A Joint Optimization of Strategic Workforce Planning and Preventive Maintenance Scheduling: A Simulation–Optimization Approach

Abstract

This paper proposes a Simulation–Optimization framework, where a maintenance system of high-value assets is modelled via a novel large-scale Discrete Event Simulation model. In contrast to the existing simulation models in the maintenance domain, the developed simulation model provides an integrated view of the different aspects of the maintenance system including asset acquisitions, maintenance workforce planning, and scheduling of preventive maintenance activities.
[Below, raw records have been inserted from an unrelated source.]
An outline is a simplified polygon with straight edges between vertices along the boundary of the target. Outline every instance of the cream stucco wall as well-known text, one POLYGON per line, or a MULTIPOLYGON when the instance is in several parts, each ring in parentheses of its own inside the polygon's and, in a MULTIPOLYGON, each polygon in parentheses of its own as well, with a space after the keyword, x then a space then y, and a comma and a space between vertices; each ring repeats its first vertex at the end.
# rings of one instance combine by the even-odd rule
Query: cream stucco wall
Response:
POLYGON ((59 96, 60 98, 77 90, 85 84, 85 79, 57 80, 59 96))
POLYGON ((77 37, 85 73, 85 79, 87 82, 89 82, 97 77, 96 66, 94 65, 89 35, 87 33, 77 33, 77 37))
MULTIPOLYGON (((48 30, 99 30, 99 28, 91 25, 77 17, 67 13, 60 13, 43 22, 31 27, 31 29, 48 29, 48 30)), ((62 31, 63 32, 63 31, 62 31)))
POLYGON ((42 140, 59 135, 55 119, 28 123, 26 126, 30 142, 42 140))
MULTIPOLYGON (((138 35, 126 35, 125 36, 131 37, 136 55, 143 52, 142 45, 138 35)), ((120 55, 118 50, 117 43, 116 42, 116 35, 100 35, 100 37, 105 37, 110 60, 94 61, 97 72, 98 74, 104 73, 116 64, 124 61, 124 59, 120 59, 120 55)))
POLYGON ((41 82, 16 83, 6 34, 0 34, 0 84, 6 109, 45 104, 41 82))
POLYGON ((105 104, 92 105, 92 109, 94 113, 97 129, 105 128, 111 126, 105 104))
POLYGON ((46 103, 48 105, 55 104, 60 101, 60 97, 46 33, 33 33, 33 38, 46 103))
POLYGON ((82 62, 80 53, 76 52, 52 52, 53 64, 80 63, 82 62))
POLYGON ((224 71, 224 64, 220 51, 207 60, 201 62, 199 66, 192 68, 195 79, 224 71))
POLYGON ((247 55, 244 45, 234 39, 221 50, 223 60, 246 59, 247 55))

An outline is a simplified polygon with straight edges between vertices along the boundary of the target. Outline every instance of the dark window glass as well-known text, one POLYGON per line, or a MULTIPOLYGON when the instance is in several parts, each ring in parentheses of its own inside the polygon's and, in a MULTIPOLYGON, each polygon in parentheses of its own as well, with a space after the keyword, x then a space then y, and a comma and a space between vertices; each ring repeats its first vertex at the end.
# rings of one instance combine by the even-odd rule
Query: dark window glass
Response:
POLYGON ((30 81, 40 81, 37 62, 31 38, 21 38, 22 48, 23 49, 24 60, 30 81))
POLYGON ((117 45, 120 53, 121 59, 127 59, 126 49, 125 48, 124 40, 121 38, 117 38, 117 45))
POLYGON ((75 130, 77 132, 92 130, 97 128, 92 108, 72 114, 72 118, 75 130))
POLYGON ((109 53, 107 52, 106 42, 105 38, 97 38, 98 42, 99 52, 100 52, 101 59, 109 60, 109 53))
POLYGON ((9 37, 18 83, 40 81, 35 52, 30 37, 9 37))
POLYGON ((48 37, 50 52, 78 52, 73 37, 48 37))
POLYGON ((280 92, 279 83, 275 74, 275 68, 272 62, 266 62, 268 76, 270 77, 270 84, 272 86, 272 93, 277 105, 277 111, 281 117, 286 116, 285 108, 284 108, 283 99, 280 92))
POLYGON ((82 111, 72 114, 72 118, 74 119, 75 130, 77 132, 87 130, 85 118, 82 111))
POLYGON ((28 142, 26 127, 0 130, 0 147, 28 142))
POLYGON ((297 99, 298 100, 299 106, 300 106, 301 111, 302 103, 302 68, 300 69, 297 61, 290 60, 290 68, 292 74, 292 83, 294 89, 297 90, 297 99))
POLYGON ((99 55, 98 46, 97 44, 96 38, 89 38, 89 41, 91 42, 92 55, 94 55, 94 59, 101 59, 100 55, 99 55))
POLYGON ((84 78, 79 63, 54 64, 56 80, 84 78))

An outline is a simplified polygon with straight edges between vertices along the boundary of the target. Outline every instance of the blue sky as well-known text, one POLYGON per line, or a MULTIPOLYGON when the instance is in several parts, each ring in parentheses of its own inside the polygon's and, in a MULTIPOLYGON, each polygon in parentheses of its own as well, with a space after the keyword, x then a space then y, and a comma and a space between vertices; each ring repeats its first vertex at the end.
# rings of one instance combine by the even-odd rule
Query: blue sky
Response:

Further, the workforce planning studies the technicians’ progression based on their allocated maintenance activities, and the trade-off between their progression and the recruitment of additional technicians, which is infrequently studied in this domain. The developed simulation model is coupled with a Differential Evolution (DE) algorithm, that is further enhanced with a K-means clustering machine learning method. By using this coupling (i.e., simulation-based optimization), we jointly optimize the scheduling frequency of preventive maintenance activities and workforce planning decisions (e.g., recruitment and career progression). The proposed framework proved its superiority in terms of representing the dynamics of the overall system, and providing optimal decisions about the workforce and maintenance schedules. A comprehensive study is proposed and showed the ability of the proposed framework to reduce the total maintenance cost on average of 5.6%, that is around three million currency units.